積み上がった書類をかき分けて中に入っていくと、部屋中央の大きな座卓に固定電話だけが置かれていた。受話器は上がったまま、机の上に伏せられている。
昼に祖母が受けていた電話だろう。何故かまだ通話が続いている確信があった。 私は受話器を持ち上げ、耳に当てた。謝罪しようと思ったのだ。
口を開きかけた瞬間、一拍の静寂が訪れたのち。
「」
泣き声とも笑い声ともつかない、激しい金切り声が響く。
鼓膜が破れるんじゃないかと思った。相手の方はといえば、息継ぎもなしに延々と叫び続けていた。何か言葉も混じっているようだったが、機械音のようで聞き取れなかった。
鳥の鳴き声で我に帰った。受話器を持ったまましばらく立ち尽くしていたらしい。腕が痺れている。
すでに叫び声は受話器だけでなく、部屋中のあらゆる場所から聞こえるようになっていた。慌てて電話を切ると、ふたたび静寂が戻ってくる。
ふと、視線を感じた。
壁一面の掃き出し窓はカーテンが引かれておらず、部屋の光が反射して外はうっすらとしか見えなかった。

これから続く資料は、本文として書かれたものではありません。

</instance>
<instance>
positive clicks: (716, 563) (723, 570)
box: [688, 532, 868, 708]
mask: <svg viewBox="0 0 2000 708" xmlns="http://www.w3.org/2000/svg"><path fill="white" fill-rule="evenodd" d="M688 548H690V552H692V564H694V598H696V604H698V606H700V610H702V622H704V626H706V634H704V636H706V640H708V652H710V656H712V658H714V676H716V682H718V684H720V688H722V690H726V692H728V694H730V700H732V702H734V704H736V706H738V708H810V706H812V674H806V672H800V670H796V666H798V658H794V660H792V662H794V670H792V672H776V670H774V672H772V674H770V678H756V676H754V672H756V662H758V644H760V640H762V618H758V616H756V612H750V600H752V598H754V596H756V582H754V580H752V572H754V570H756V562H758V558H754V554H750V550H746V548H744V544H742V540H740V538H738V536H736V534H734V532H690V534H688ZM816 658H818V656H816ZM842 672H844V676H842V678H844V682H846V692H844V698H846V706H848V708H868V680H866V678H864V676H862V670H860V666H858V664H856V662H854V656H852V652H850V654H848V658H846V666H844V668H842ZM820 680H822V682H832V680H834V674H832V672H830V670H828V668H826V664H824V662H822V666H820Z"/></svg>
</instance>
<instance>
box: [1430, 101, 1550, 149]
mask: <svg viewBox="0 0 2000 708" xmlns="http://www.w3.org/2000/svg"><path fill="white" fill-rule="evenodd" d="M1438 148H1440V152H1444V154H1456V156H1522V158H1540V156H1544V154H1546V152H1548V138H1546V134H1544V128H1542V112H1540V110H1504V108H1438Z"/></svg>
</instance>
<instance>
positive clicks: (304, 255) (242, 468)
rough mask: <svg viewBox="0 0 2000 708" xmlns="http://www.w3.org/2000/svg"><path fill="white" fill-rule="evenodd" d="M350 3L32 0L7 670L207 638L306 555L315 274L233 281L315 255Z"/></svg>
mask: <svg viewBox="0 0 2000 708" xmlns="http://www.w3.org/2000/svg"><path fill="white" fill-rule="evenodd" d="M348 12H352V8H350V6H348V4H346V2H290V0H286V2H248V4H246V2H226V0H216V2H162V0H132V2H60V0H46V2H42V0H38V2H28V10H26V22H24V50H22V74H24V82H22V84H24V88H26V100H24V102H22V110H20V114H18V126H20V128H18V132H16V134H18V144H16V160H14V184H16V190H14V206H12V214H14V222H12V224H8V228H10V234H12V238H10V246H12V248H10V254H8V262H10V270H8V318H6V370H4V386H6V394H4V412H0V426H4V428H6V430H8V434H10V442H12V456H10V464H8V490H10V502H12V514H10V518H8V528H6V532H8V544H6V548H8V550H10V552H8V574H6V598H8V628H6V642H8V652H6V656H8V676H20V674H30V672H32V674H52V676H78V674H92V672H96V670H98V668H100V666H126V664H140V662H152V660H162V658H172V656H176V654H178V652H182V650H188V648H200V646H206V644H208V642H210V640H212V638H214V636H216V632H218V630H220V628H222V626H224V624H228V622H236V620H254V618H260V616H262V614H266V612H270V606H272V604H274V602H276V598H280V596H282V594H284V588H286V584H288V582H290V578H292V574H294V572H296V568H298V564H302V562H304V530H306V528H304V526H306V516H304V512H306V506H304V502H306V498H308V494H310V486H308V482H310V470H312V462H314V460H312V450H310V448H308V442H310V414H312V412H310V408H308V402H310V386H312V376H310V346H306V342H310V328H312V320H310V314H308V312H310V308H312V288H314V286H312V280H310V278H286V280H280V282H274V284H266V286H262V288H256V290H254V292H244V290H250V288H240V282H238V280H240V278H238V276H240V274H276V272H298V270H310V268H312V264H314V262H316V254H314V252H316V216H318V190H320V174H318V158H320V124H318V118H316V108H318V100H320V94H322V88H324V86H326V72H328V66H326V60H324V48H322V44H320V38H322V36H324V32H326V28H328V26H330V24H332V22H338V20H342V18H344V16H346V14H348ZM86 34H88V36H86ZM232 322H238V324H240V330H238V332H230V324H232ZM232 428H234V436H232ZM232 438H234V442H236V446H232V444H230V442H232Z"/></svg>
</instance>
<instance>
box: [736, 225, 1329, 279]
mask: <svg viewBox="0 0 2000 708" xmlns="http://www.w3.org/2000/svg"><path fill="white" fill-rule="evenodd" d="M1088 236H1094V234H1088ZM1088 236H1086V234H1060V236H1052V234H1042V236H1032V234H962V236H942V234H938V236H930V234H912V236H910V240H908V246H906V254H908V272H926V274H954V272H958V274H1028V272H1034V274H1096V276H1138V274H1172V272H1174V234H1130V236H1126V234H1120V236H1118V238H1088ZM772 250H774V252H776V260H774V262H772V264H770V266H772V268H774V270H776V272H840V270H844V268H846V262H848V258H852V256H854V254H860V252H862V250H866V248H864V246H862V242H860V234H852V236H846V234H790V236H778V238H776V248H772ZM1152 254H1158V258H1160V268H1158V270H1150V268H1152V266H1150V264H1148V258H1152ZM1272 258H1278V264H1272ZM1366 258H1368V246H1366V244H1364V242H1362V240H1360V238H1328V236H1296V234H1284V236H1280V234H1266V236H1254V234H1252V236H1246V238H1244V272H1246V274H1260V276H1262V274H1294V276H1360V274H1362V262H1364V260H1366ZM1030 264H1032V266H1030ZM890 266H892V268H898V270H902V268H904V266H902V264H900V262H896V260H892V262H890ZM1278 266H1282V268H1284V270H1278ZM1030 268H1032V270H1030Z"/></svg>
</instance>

目を凝らしてみると、庭の先に薄汚れた襤褸を着た女が立っていた。全身が土と血のようなもので汚れていて、元の顔立ちはわからなかった。女は何かを耳に当てていた。電話だった。
女は、口があるべき位置にただ開いているだけの穴を歪ませて、満面の笑みを作った。
瞬間、私はカーテンを閉めていた。
◆◆◆
祖母の家の庭に敷物を敷いて、食事を楽しんでいた。
父や母、叔母も参加しており、私は時折焚火の番をしながら話を聞いていた。和やかな雰囲気だった。

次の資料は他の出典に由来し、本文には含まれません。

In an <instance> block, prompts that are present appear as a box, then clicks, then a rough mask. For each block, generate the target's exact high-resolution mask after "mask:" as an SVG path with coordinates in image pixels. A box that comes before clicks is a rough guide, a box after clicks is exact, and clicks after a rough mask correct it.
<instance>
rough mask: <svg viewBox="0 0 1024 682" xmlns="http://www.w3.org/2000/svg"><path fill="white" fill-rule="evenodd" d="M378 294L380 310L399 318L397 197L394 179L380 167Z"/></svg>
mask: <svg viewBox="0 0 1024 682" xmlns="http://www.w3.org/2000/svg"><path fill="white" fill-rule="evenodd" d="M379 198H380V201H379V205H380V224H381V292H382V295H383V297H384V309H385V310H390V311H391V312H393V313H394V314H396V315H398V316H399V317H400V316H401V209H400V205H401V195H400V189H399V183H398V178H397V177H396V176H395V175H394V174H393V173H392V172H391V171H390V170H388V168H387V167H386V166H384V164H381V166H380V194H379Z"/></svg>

近所の道路を見ると、対向車線側の歩道を歩いている人影が見えた。祖父だった。 祖父は施設で寝たきりになっていたはずだった。誰もそんなことには気がつかない様子で歓迎する。以前にも増して痩せて目が落ち窪み、明らかに病人の容貌をした祖父は、それでも元気そうな様子で食事を始めていたので、私もそれ以上気にすることはなかった。

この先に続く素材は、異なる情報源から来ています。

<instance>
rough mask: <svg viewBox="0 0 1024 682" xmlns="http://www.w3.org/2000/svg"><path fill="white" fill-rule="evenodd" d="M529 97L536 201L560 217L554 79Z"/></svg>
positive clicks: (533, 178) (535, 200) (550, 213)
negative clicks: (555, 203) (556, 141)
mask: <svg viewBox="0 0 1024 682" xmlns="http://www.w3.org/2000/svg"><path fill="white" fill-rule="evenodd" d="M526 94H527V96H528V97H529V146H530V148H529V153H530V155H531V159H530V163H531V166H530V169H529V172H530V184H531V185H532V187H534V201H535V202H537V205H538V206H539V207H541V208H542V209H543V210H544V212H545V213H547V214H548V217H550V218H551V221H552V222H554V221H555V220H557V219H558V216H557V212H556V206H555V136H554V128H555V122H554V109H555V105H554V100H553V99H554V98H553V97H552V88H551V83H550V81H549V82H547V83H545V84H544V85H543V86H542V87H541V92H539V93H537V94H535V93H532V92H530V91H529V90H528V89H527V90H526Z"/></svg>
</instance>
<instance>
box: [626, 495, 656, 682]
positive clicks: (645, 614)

ふと不安になり、昨晩の出来事を家族に話した。 家族は怪訝そうな顔で私を見つめ、信じるとも信じないともつかない、曖昧な態度で話を聞いていた。少し落胆した、諦めたような表情にも見えた。
ふいに電話が鳴った。家の中からだった。
振り返ると、居間の窓際にあの女が立っていた。電話を耳に当てていた。
私をみて、弾けたように笑い出す。
家族もみんな、女と同じ声で笑っていた。